Alibaba’s decision to make the 7-billion-parameter model Qwen-7B and its conversational counterpart Qwen-7B-Chat open source reflects Beijing’s push for the rapid development of “controllable” generative AI models to compete with American counterparts. This move underscores Alibaba’s ambition to challenge the status quo and establish itself as a dominant AI player.

The Qwen-7B and Qwen-7B-Chat models are particularly beneficial for small and medium-sized businesses seeking to adopt AI. By providing free access to the code, model weights, and full documentation, Alibaba democratizes advanced AI capabilities, saving users time and money on training.

In February, Alibaba Cloud launched  an AI model studio. It offered access to foundation models and training tools to expedite the deployment of LLMs. The studio includes Qwen models like the Qwen-72B and Qwen-1.8B, with 72 billion and 1.8 billion parameters, respectively, as well as third-party and industry-specific models.

Guo Dongliang, vice president of product and solution at Alibaba Cloud International, explained  that Model Studio aims to help customers overcome the challenges of building and deploying LLMs. The studio is designed for large enterprises with stringent security and privacy requirements, enabling them to run and manage LLMs in a controlled environment. It includes features for monitoring and filtering risky content based on responsible AI principles.

Organizations can also use Model Studio to train foundation models by creating, labeling, and managing training datasets, customizing model training with adjustable parameters, and easily evaluating and deploying foundation models.

Chinese Companies Cut AI Prices

Like other leading AI companies in China, Alibaba has significantly reduced the cost of its services. After the South China Morning Post reported  up to 97% discounts, Alibaba Cloud confirmed  it had lowered the price per 1,000 input tokens for its proprietary Qwen LLM. This move aims to foster the growth of AI applications in China.

Just two weeks prior, Alibaba proudly announced that Qwen had gained over 90,000 customers since its release.

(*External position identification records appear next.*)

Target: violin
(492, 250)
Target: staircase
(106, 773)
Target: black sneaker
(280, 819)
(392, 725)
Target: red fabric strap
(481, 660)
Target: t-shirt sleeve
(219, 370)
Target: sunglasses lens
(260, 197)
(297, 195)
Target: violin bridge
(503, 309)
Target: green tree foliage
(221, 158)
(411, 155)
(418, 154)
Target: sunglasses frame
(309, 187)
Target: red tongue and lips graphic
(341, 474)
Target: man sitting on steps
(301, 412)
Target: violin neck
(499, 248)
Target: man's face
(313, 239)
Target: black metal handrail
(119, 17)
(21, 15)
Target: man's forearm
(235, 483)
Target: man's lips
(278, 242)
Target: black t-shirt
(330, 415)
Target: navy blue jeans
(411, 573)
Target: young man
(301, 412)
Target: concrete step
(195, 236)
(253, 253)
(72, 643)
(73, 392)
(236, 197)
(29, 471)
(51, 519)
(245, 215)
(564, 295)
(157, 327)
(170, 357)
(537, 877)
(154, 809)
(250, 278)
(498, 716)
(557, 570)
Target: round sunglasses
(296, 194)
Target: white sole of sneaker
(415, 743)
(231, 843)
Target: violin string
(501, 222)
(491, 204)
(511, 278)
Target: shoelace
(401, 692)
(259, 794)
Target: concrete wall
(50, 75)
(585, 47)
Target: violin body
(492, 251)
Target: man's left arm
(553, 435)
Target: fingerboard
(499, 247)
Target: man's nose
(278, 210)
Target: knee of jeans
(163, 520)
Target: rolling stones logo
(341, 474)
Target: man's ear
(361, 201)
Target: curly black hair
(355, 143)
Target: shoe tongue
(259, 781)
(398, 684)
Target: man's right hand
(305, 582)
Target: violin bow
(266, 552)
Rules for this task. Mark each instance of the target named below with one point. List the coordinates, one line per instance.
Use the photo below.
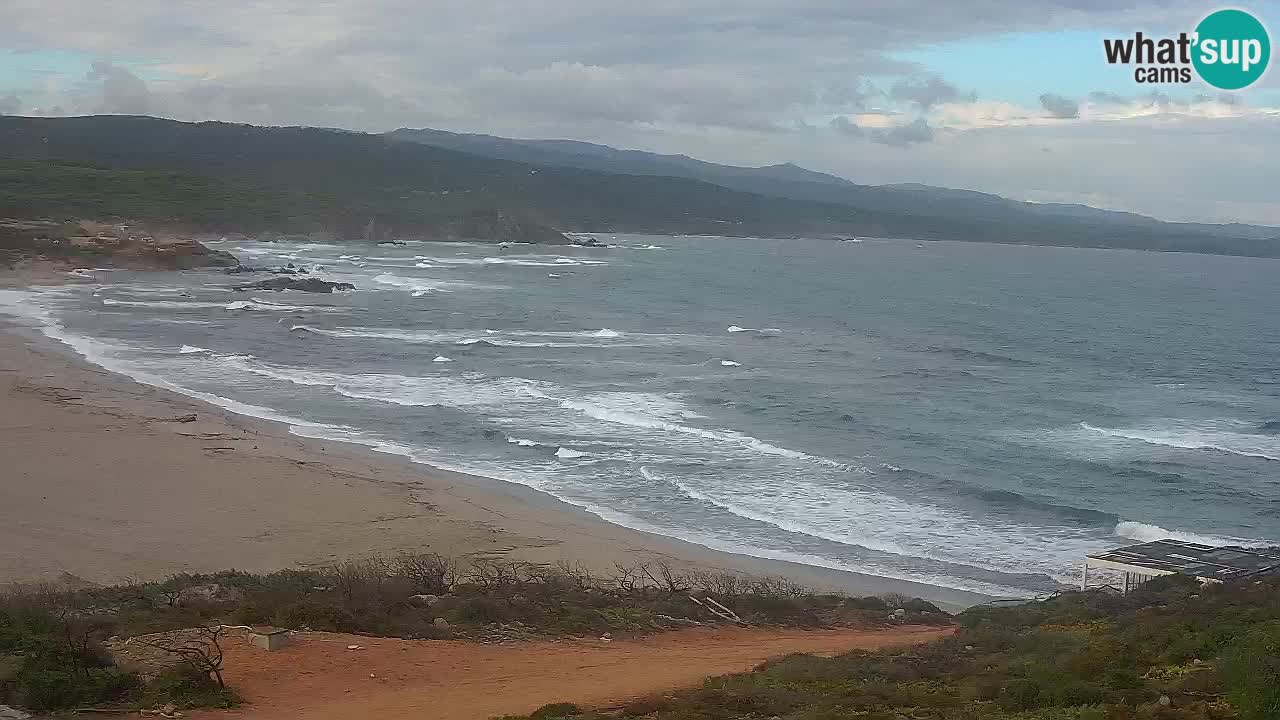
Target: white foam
(1142, 532)
(656, 423)
(419, 285)
(1183, 436)
(895, 525)
(502, 338)
(266, 305)
(161, 304)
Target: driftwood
(718, 610)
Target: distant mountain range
(429, 183)
(796, 182)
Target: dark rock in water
(305, 285)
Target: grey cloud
(927, 91)
(1060, 105)
(909, 133)
(119, 90)
(1109, 98)
(844, 126)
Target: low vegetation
(1169, 651)
(54, 645)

It has been downloaded more than seven million times from platforms like Hugging Face and GitHub. Alibaba Cloud CTO, Zhou Jingren, stated : “In China, generative AI is in hot demand.”

Alibaba’s price move came a day after competitor ByteDance introduced cheaper AI services. This decision prompted Baidu to announce  that it would offer free services based on its Ernie AI models. ByteDance also entered the fray last week, revealing prices for its AI services that are 99% lower than the prevailing industry rates in China.

These tit-for-tat maneuvers mark the early stages of a price-based battle within the AI sector. Tencent, China’s top internet company, slashed  prices for its LLMs in ChatGPT-like chatbots. The “lite” version of Tencent’s Hunyuan LLM is now free, and advanced versions are discounted by 50% to 88%. Earlier, iFlytek made its “Spark” LLM free or up to five times cheaper than competitors’ products.

This investment surge has led to numerous AI models and a proliferation of consumer and enterprise products. All of them are vying for the user base necessary to accelerate AI development.

While Beijing has prioritized AI adoption across government and industry, there is no indication that the government has mandated these price reductions. Instead, market forces appear to be driving these changes. However, China’s government may intervene if it perceives Big Tech is driving unpredictable or uncontrollable changes.